Step A — Generate two personas (copy/paste prompt)
Using ONLY the Research Pack below, generate exactly TWO provisional personas.
For each persona include:
- Persona name
- Role + company type
- Top 3 pain points (ranked)
- Top 3 desired outcomes (ranked)
- Top objections (ranked)
- Buying trigger
- Evidence tags + confidence 1–5
RESEARCH PACK:
[PASTE HERE]Step B — Create the messaging matrix (copy/paste prompt)
Create a messaging matrix with columns:
Persona | Pain point | Promise (one sentence) | Proof (what would make it believable) | Funnel stage
Rules:
- Provide 3 rows per persona (6 rows total).
- Each promise must be specific and measurable where possible.
- Proof must be concrete (metric, case study, demo artifact, benchmark, guarantee, integration list).
- Add [Evidence] tags if supported; otherwise write [Proof needed].
- Keep each row under 35 words.Messaging matrix example (format to emulate)
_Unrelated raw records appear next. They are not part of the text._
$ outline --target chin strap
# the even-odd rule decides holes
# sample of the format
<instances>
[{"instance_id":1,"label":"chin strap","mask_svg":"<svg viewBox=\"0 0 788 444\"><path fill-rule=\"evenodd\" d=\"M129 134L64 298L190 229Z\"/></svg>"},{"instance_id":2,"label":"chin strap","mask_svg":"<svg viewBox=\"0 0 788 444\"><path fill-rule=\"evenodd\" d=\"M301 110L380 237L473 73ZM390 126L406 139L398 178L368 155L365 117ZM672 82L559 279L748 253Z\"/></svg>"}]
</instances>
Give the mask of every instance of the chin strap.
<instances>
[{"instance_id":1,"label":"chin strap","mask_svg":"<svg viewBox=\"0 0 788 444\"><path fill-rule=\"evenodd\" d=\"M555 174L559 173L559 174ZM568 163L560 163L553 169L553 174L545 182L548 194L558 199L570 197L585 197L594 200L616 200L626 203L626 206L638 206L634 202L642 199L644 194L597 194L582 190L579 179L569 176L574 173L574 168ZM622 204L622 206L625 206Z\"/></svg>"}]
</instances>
| Persona | Pain point | Promise | Proof | Funnel stage |
|---|---|---|---|---|
| Ops Manager Olivia | Manual reporting takes 6+ hours/week | Cut reporting time from 6 hours to 1 hour/week with automated dashboards | Before/after time study + dashboard demo + template library | Consideration |
| Ops Manager Olivia | Errors cause stakeholder mistrust | Reduce reporting errors by standardizing data pulls and checks | Error-rate benchmark + audit log + sample QA checklist | Decision |
| Ops Manager Olivia | Tool rollout fails due to adoption | Get first team workflow live in 7 days with guided setup | Onboarding plan + in-app checklist + implementation case study | Onboarding |
| Founder Frank | No time to manage marketing consistently | Launch weekly campaigns in under 60 minutes using reusable playbooks | Playbook examples + time-to-first-campaign metric | Awareness |
| Founder Frank | Unclear ROI from spend | Track revenue impact per campaign with attribution-ready reporting | Sample ROI report + integration list + case study with numbers | Decision |
| Founder Frank | Fear of switching tools | Migrate in a weekend without losing historical data | Migration checklist + support SLA + customer migration story | Decision |
After generating your matrix, review it with a skeptic’s eye: highlight any promise without proof, any pain point without direct evidence, and any segment that seems too broad. Those highlights become your next validation tasks.